For relays it was a bit easier, because I needed the smallest, cheapest 5V relay that I can get, which narrowed down the search quickly.
But with optocouplers pretty much all of the options are cheaper than the relays, are smaller and also use less current…
Edit:
Would this circuit produce the same result as the relays?
Is my optocoupler choice fitting for the scenario, given that I have 24V on the input module and 5V on the control side. Basically just requiring a "switch" solution but in a smaller form factor.
Regarding my schematic:
Originally I used relays because I knew they don't produce a voltage drop on the output.
However, from what I've read, optocouplers do produce voltage drops because of the phototransistor used.
But since I'm unfamiliar with the component itself I didn't know how I could best reproduce the result of a relay with an optocoupler, meaning I can get the ~24mA needed on the output side.
The relay simply creates a parallel resistor, so the total resistance is around 1K ohm.
Would I need to lower the resistance of the output resistor R3 or are there optocouplers with identical results as relays?
Best Answer
Optocouplers like the LTV-846 consist of an infrared LED and an NPN transistor. Output characteristics are similar to a normal bipolar transistor, except that Base current is created from light generated by the LED. This is not very efficient so despite the transistor's current gain the CTR (Current Transfer Ratio) is often less than 1.

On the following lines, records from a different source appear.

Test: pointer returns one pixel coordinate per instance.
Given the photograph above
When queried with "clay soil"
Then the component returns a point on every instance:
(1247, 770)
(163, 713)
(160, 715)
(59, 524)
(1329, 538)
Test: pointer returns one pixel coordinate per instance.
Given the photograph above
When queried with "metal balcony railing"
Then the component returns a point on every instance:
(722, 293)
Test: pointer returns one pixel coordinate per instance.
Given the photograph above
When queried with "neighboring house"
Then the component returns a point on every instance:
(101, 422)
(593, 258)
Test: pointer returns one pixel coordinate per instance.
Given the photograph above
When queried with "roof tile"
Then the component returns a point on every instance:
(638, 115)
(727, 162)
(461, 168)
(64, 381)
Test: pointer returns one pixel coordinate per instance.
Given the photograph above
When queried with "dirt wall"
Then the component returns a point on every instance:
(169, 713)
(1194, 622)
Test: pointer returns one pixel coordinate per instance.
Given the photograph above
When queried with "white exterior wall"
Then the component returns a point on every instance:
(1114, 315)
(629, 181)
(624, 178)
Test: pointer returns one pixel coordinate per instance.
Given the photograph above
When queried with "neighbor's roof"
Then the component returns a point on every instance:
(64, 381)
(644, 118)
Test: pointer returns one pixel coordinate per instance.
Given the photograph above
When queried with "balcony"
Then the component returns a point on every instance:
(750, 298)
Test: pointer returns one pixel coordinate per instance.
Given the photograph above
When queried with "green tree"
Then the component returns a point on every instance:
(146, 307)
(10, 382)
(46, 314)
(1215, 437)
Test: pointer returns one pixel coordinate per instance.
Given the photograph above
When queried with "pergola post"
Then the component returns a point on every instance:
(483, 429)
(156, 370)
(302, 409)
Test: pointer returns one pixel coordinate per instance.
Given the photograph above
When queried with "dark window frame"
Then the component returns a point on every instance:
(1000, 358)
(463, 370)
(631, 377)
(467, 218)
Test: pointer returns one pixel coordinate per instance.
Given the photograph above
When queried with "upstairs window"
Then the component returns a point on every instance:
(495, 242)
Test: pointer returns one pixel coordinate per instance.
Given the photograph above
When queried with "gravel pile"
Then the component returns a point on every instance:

In your circuit the LED current is about (5V-1.2V)/220Ω = 17mA, and the transistor has to switch 24V/1.5kΩ = 16mA. Therefore the CTR needs to be at least 1, preferably higher to ensure that the transistor is fully saturated for low voltage drop.
The LTV-846 is available in several 'ranks' depending on CTR. You should choose the B, C, or CD version, which have a minimum CTR of 2 or higher.
If your supplier doesn't have the high CTR version or the price is too high then you have a few other options. One is to use the optocoupler to turn on another transistor in Darlington configuration. This has a minimum voltage drop of ~0.8V, which will reduce the resistor current by about 0.7mA at 24V. If this is a concern then you could reduce the resistance from 1.5kΩ to 1.4kΩ.
simulate this circuit – Schematic created using CircuitLab
R4 ensures that the external transistor won't turn on due to leakage current from the optocoupler transistor.
Since Q2's current gain is >40 you could reduce LED current, perhaps enough to eliminate the TPIC6C596. Raspberry Pi GPIO outputs have a recommended maximum output current of 3mA, which should be enough to reliably operate the circuit even with a CTR of only 0.5. R1 would then be ~(3.3V-1.2V)/3mA = 680Ω (nearest 5% value).